Questions: A line passes through the point (-1,2) and has a slope of 8. Write an equation in slope-intercept form for this line.

Transcript text: A line passes through the point $(-1,2)$ and has a slope of 8 . Write an equation in slope-intercept form for this line.

Solution

Solution Steps

To find the equation of a line in slope-intercept form, which is $ y = mx + b $, we need the slope $ m $ and the y-intercept $ b $. We are given the slope $ m = 8 $ and a point on the line $(-1, 2)$. We can substitute these values into the slope-intercept equation to solve for $ b $.

Step 1: Identify the Given Information

We are given a point on the line $(-1, 2)$ and the slope $m = 8$.

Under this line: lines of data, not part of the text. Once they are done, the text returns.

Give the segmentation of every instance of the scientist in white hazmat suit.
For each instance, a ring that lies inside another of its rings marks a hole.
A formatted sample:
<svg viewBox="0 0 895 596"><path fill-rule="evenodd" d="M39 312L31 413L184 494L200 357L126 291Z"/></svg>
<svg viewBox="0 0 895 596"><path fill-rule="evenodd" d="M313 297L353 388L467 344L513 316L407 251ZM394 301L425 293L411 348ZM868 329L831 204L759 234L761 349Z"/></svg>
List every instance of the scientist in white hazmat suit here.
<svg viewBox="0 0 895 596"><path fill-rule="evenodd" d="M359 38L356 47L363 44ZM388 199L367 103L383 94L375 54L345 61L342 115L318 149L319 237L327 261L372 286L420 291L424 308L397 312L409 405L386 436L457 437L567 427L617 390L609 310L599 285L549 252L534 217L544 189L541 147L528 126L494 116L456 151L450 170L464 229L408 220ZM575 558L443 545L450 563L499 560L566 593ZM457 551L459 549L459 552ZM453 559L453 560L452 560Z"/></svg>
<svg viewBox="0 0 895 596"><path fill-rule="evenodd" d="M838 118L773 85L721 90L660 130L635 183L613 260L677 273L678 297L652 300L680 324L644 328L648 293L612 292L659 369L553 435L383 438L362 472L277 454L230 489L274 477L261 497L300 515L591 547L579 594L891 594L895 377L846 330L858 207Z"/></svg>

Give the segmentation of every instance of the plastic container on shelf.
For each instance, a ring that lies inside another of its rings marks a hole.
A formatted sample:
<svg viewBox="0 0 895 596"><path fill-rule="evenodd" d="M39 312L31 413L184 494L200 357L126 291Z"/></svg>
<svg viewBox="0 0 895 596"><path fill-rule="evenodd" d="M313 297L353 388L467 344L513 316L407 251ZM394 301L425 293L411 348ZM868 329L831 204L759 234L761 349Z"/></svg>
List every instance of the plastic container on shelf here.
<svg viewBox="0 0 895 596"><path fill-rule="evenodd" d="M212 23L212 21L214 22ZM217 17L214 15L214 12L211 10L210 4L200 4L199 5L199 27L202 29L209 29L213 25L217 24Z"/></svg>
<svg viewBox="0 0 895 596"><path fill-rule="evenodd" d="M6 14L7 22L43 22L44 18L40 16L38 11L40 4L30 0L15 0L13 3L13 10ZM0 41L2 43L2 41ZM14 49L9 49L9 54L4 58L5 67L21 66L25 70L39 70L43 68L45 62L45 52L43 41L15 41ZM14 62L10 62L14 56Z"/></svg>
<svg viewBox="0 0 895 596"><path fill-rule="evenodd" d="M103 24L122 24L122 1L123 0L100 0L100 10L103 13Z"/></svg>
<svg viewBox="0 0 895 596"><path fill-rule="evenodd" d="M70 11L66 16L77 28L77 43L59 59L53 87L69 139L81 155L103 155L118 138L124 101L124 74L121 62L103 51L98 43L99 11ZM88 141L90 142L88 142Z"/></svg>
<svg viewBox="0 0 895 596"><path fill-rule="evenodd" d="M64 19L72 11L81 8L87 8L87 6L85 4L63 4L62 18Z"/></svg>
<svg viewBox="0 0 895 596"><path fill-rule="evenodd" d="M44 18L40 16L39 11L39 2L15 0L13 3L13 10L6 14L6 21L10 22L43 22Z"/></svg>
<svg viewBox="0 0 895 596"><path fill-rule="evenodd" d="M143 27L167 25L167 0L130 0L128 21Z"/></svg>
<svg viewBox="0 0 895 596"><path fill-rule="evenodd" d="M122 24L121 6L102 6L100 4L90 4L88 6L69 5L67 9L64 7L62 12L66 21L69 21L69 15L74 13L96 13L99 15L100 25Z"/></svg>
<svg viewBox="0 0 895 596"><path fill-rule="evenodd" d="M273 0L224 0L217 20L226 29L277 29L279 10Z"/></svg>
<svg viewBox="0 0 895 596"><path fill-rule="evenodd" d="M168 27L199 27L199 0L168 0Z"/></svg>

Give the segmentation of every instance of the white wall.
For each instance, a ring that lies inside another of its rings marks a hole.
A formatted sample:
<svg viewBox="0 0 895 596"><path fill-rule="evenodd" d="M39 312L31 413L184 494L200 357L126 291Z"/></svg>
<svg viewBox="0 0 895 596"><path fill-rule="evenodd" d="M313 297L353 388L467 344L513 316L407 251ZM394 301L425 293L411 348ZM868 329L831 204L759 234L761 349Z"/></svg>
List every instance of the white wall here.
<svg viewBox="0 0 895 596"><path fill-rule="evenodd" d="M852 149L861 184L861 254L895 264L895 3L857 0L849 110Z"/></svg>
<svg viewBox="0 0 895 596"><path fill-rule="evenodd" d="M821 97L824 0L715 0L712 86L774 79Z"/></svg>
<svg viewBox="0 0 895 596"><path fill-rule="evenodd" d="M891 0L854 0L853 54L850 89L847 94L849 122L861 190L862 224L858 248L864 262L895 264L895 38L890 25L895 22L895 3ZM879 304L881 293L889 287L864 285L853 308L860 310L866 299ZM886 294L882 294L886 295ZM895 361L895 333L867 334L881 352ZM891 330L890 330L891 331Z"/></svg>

Step 2: Use the Slope-Intercept Form

The slope-intercept form of a line is given by the equation: \[ y = mx + b \] where $m$ is the slope and $b$ is the y-intercept.

Step 3: Substitute the Known Values

Substituting the known values into the equation to find $b$: \[ 2 = 8(-1) + b \] This simplifies to: \[ 2 = -8 + b \]

Step 4: Solve for the Y-Intercept

Rearranging the equation to solve for $b$: \[ b = 2 + 8 = 10 \]

Step 5: Write the Final Equation

Now that we have both $m$ and $b$, we can write the equation of the line: \[ y = 8x + 10 \]